For example, if I have a list of 3 values A,A,B, I want to know how many ways I could shuffle them around. In this case the result would be (in no particular order):

A,A,B
A,B,A
B,A,A

so 3 total combinations.

I am trying to figure out what formula I could use to input such a list and get the total combinations. I've tried to build formulas using COMBIN, COMBINA, PERMUT and MULTINOMIAL, combined with COUNTUNIQUE and COUNTA, but so far none of the results match what I expect (3).

Is this such an uncommon need? I thought it would be a well-known formula with many uses. e.g. to calculate the theoretical maximum of anagrams of a word, or counting the number of possible states of a shuffled deck of cards, etc. Maybe I'm missing the proper name for this operation?

I tried reading the Wikipedia articles on Binomial coefficient and Permutation, but they are quite hard to read.

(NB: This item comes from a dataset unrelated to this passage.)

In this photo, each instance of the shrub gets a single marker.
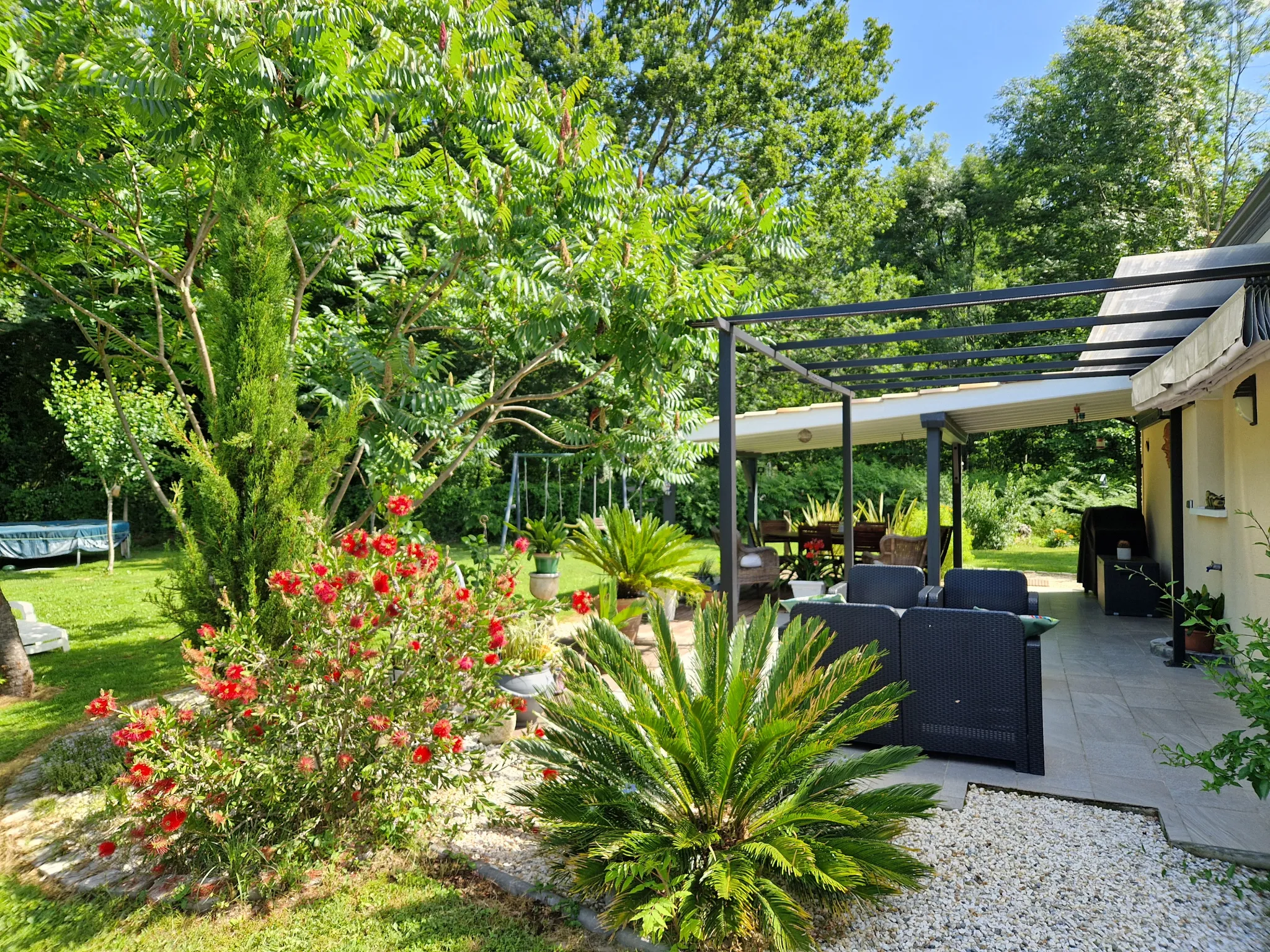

I am comfortable building formulas on Google Sheets once I have a mental picture of the required steps, but what's frustrating me is that I can intuitively make sense of the problem and obtain the solution manually by exhaustively enumerating all the possibilities, but can't figure out how to convert that process into a generic mathematical equation. Any hints?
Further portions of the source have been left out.